The FTSE 100 Index is the most widely followed UK stock market index. It is comprised of the top 100 UK listed companies, ranked by market capitalisation.
Together, they account for more than 80% of the value of all the companies listed on the London Stock Exchange. It is sometimes referred to as the UK 100 by financial spread betting and CFD trading companies.
What drives the FTSE 100 price?
The FTSE 100 does not provide comprehensive exposure to companies with a strong UK bias, as many large international corporations are included in the index. Typical examples include HSBC (global banking giant), Royal Dutch Shell (Netherlands oil company), Xstrata (Australian miner) and Antofagasta (Chilean miner).

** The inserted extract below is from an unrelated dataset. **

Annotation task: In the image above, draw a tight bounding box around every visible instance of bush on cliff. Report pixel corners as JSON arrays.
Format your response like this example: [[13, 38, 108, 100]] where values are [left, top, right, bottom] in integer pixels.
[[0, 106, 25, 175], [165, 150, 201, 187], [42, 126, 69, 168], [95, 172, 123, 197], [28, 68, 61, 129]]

Many foreign or global companies like to list in London as this helps them to raise capital via a UK share issue. The FTSE 100 in effect reflects the prices of the biggest companies listed in London, regardless of nationality.
The index uses a free float methodology to determine the impact of individual share prices on the daily performance of the index. This means only shares that are being traded freely count towards the capitalisation figure, not shares held by insiders or other strategic shareholdings.
The components of the index are reviewed every quarter. Companies in the FTSE 250 index, which have reached a capitalisation that would place them in the top 90 companies in the FTSE 100 Index, are promoted into the index.
At the time of writing, the largest five companies in the index were HSBC, Royal Dutch Shell, Vodafone Group, and GlaxoSmithKline. You can find a full list of FTSE100 constituents here.
The FTSE 100 Chart
When can you trade the FTSE 100?
The index opens at 08.00 UK time, and closes at 16.30. Some market makers will continue to quote prices on this index both in advance of the opening time, and after closing time, as there are also futures contracts available to trade outside normal trading hours.
How can you trade the FTSE 100 Index?
The FTSE 100 is also a popular index for use with index-linked investment products, including guaranteed products, that are frequently sold by retail banks.